Die RISC-V-Architektur ist recht jung und wird normalerweise mit kostengünstigen Chips auf Platinen wie dem Raspberry Pi in Verbindung gebracht. Technisch gesehen ermöglicht es Ihnen jedoch auch, leistungsstarke Prozessoren zu erstellen, die mit den besten Lösungen auf Basis der Arm- und x86-Architekturen konkurrieren können. Auf dem RISC-V-Gipfel kündigte Ventana Micro Systems eine ganze Familie von Hochleistungsprozessoren an, deren erster der Veyron V1-Chip war, der laut den Entwicklern in Sachen Single-Thread-Leistung mit den neuesten mithalten kann High-End-CPUs.
Die Neuheit richtet sich an den Hyperscaler-Markt, und dank des Chiplet-Designs wurde der neue Prozessor ursprünglich als anpassbar für Kundenaufgaben entwickelt. Veyron V1 wird in Form einer Art Baukasten angeboten, der ein oder mehrere Veyron-Rechenchiplets, einen E/A-Hub und eine Verbindung enthält, mit der Sie alle Komponenten miteinander verbinden können. Laut den Entwicklern sollte dies die Einführung einer neuen Prozessorplattform erheblich beschleunigen und die Kosten senken, die Chipentwicklungskosten um 75 % und die Erstellungszeit auf nicht mehr als zwei Jahre reduzieren.
Das Veyron V1-Rechenchiplet verwendet fortschrittliche 64-Bit-RISC-V-Kerne und verfügt über 2 MB L2-Cache sowie einen Multithread-Speichercontroller. Chiplet-Konfigurationen sind mit 6, 8, 12 oder 16 Kernen bei etwa 3 GHz erhältlich, was mit Google- und AWS-Lösungen vergleichbar ist. Der Prozessor kann nicht nur im Rechenzentrum, sondern auch in verschiedenen eingebetteten Systemen, 5G-Basisstationen oder sogar Client-Workstations verwendet werden.
Das architektonische Design des Veyron V1 verwendet eine achtstufige, ungeordnete, aggressive Pipeline. Der Chip kann mit der 5-nm-Prozesstechnologie von TSMC mit bis zu 3,6 GHz betrieben werden. Der I/O-Hub kann mit billigeren 12-nm- oder sogar 16-nm-Prozessen hergestellt werden. Zur Verbindung der Prozessorkomponenten wurde eine spezielle D2D-Verbindung mit niedriger Latenz entwickelt.

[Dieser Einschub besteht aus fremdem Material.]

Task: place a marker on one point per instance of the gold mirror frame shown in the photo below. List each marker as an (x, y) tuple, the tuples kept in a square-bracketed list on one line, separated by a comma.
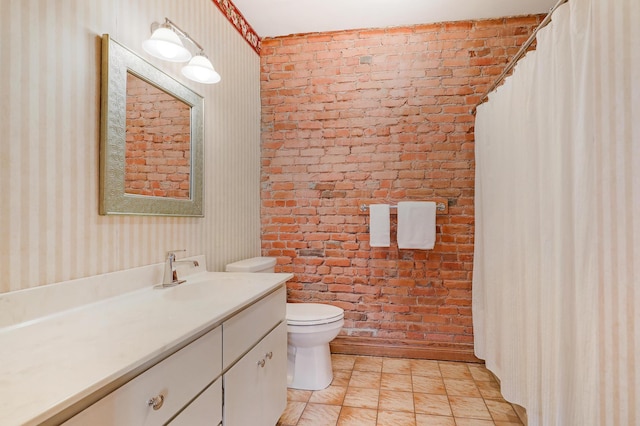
[(117, 61)]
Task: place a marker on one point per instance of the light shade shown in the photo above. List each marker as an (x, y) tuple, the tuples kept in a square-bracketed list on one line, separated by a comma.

Jedes Chiplet umfasst bis zu 16 Kerne, und der Prozessor kann auf bis zu 192 Kerne in 12 Chiplets skaliert werden. Der gemeinsam genutzte L3-Cache beträgt insgesamt 48 MB. Es wird ein hohes Schutzniveau der Architektur gegen Angriffe über Drittkanäle deklariert. Die Entwickler beanspruchen einen beispiellos geringen Stromverbrauch: 128 V1-Kerne passen in 280 W; AMD EPYC 7763 verbraucht bei halber Kernzahl die gleiche Menge.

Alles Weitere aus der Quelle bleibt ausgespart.